The advisory working group provides technical guidance to the Government of Fiji in the development and roll out of the national action plan. A core group from the advisory group will further accelerate action on next steps. Members of the core group include Shamima Ali – Coordinator of Fiji Women’s Crisis Centre, Reverend Sereima Lomaloma – House of Sarah, Nalini Singh – Executive Director of Fiji Women’s Rights Movement, Hannah Mara – House of Khameloen, Prem Singh – Empower Pacific, Ashna Shaleen – Executive Director Medical Services Pacific, Josefa Ravula – Fiji Red Cross Society; and representatives of Government agencies.
What are the Next Steps to Develop the National Action Plan?
The National Action Plan will be developed in a participatory manner, engaging both government and nongovernment actors alike, with responsibility for various stages of design and implementation assigned appropriately. Based on the main recommendations from the Prevention Advisory Group meeting, the following key steps will be taken:
- A series of nationwide consultations and dialogues with stakeholders from key settings/sectors and communities will be undertaken in 2020 to inform the development of the National Action Plan. This will be led by MWCPA and partners. It will be inclusive, ensuring the voices of ALL women and girls in all their diversities are included.
- The Prevention Advisory Group will provide technical guidance to the Fijian Government in the development and rollout of the National Action Plan.
- A core working group nominated from within the Prevention Advisory Group will further accelerate action and provide strategic and technical oversight, and endorsement of the National Action Plan and processes as it develops.
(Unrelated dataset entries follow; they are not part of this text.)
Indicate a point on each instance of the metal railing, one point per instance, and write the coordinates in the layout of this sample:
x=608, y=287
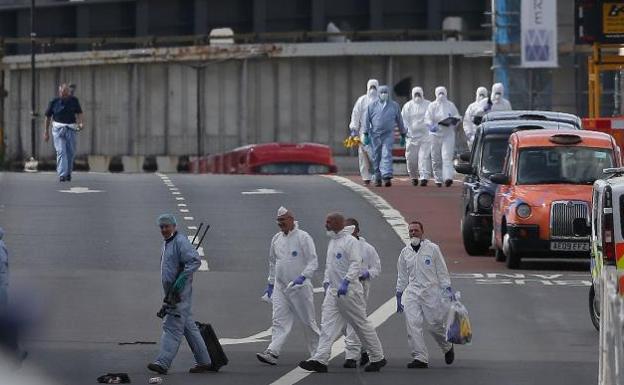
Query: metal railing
x=611, y=362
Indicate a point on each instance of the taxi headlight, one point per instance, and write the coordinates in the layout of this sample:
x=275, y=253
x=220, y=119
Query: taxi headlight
x=523, y=210
x=485, y=200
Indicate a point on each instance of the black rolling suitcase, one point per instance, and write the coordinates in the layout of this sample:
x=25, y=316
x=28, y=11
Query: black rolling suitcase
x=217, y=355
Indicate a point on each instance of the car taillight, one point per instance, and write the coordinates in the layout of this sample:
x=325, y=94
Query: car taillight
x=607, y=228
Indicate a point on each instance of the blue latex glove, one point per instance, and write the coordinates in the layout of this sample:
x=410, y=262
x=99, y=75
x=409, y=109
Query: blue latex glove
x=344, y=286
x=178, y=285
x=299, y=280
x=448, y=292
x=269, y=290
x=399, y=305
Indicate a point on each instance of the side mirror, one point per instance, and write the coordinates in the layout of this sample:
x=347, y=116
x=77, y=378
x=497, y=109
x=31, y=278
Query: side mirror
x=464, y=168
x=580, y=227
x=499, y=178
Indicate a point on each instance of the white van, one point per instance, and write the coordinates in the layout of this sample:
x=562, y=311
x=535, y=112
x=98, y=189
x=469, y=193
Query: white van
x=607, y=233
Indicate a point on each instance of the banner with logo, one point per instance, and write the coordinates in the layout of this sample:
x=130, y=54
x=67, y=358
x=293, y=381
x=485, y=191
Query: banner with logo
x=538, y=22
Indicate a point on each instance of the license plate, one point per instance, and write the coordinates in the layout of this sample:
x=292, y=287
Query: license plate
x=569, y=246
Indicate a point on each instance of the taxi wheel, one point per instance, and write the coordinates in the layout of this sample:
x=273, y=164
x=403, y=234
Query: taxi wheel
x=594, y=308
x=471, y=245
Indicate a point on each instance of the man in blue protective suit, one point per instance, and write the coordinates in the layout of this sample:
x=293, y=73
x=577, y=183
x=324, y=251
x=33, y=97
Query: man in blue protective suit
x=383, y=115
x=178, y=263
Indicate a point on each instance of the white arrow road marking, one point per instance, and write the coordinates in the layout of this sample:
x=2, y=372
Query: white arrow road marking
x=80, y=190
x=262, y=191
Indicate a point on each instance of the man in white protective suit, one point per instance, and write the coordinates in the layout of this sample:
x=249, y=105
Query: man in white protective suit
x=418, y=148
x=441, y=118
x=371, y=268
x=423, y=286
x=358, y=119
x=292, y=263
x=344, y=301
x=471, y=112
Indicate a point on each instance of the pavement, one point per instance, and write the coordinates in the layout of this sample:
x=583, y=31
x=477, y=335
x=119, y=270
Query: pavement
x=84, y=258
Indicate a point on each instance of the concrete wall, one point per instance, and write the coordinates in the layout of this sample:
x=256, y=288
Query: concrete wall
x=151, y=108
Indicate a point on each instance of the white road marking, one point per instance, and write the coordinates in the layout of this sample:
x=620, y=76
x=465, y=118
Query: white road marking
x=381, y=315
x=262, y=191
x=80, y=190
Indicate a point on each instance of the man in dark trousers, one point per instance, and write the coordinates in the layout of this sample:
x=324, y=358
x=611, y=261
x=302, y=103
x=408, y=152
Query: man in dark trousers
x=65, y=115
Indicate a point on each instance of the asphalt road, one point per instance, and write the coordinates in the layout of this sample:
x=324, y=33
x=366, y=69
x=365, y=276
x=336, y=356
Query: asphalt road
x=88, y=262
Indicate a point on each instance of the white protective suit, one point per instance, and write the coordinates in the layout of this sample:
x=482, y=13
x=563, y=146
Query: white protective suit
x=358, y=120
x=422, y=278
x=291, y=256
x=344, y=261
x=442, y=137
x=469, y=127
x=372, y=264
x=499, y=103
x=418, y=145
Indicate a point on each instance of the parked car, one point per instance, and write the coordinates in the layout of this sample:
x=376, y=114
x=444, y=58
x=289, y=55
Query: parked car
x=552, y=116
x=606, y=234
x=486, y=158
x=545, y=185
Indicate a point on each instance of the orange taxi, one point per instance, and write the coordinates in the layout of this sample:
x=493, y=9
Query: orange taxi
x=546, y=185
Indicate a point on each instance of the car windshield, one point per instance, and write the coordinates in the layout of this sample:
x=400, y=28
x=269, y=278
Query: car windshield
x=493, y=156
x=571, y=165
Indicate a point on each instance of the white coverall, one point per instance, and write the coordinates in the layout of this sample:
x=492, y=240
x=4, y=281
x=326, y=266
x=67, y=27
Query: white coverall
x=372, y=264
x=442, y=137
x=358, y=119
x=499, y=103
x=418, y=145
x=344, y=261
x=422, y=278
x=291, y=256
x=469, y=127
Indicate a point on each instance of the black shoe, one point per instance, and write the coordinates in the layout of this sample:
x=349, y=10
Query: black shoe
x=364, y=359
x=350, y=364
x=157, y=368
x=313, y=366
x=375, y=366
x=449, y=356
x=203, y=369
x=417, y=365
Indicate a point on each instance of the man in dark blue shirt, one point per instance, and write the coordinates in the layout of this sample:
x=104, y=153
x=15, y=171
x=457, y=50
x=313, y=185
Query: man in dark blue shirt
x=65, y=114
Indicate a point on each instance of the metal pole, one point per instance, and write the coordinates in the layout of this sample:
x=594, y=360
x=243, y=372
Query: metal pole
x=33, y=114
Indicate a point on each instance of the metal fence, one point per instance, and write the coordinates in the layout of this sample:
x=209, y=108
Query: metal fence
x=611, y=364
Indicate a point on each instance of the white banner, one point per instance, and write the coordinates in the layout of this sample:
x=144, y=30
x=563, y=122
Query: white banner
x=539, y=33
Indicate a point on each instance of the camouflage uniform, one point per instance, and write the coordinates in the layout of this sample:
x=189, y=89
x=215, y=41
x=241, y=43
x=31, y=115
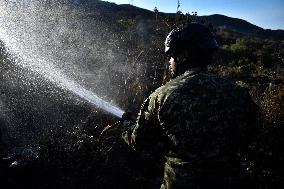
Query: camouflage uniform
x=199, y=120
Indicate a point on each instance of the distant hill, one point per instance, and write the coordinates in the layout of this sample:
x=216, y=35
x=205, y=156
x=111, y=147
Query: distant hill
x=217, y=20
x=242, y=26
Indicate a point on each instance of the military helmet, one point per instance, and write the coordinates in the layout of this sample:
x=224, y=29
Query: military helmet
x=190, y=36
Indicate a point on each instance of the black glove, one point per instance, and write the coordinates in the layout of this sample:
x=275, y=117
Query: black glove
x=128, y=116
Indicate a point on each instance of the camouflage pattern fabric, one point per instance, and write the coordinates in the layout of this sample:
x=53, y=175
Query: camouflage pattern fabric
x=199, y=122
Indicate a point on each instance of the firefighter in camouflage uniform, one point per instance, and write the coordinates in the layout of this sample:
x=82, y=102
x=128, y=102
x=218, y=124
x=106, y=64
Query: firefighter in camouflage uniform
x=197, y=120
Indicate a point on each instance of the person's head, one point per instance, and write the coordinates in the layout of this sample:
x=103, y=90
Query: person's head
x=190, y=46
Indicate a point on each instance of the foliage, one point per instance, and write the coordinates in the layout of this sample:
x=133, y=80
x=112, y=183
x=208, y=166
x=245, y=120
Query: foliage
x=75, y=156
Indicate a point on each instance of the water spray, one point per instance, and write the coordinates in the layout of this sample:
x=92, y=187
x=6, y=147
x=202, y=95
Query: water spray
x=33, y=49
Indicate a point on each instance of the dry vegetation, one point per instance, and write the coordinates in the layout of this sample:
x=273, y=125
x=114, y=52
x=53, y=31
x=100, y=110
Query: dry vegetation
x=78, y=158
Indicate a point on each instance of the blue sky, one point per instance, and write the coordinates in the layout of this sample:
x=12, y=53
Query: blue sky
x=268, y=14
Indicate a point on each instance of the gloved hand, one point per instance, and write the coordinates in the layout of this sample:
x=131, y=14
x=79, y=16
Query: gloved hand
x=128, y=117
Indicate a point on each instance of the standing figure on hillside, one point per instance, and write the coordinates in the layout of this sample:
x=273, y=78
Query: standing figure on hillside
x=197, y=120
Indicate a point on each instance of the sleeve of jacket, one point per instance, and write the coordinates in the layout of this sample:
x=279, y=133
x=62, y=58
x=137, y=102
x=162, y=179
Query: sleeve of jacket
x=146, y=134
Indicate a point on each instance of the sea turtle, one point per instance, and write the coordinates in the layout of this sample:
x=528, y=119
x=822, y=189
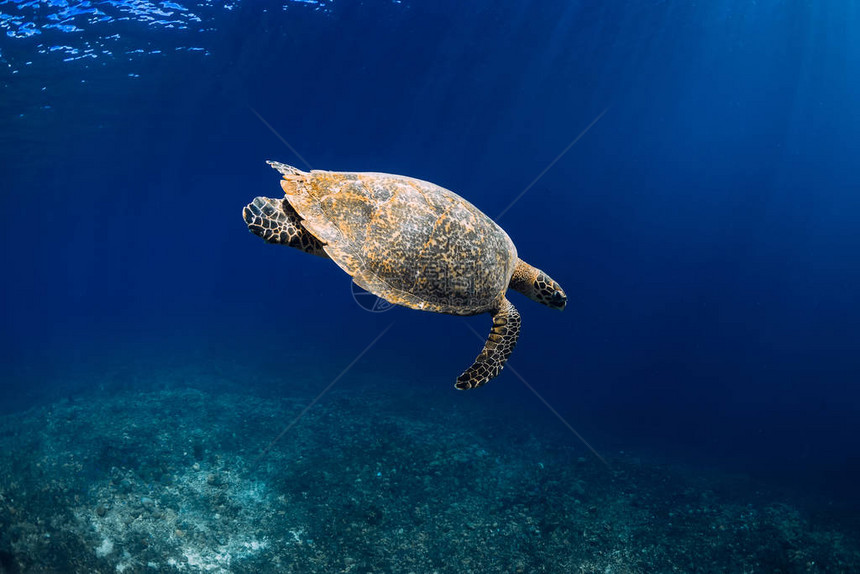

What do you mean when you say “ALL” women and girls? What about lesbian, bisexual and trans gender women, where do they fit into this National Action Plan?
The Fijian Government’s National Action Plan to Prevent VAWG will leave ‘no one behind’ and uphold the principles of inclusivity and non-discrimination, in line with the country’s Constitution. The National Action Plan will include all women and girls in all of their diversities.
What does a ‘whole of’ approach mean? What does a ‘whole of government approach’ look like?
A ‘whole-of’ approach to prevention means engaging everyone in the population, community, organisation or other group of people that you are working with. A Whole-of-Government Approach to Prevention of VAWG refers to the joint coordinated activities performed by diverse Ministries, Public Administrations and Public Agencies in order to achieve a shared goal and an integrated government response to solve the problem of violence against women and girls.
What does Primary Prevention and Secondary Prevention mean?’
- Primary prevention means stopping violence before it starts.
- Secondary prevention, commonly referred to as response services (i.e. crisis centres, health responses, police and justice) is responding to violence after it has occurred, with aim of preventing re-occurrence.
- The National Action Plan will have both primary and secondary prevention (i.e. response services) strategies will be included. This is considered a comprehensive approach to prevention of violence against women and girls.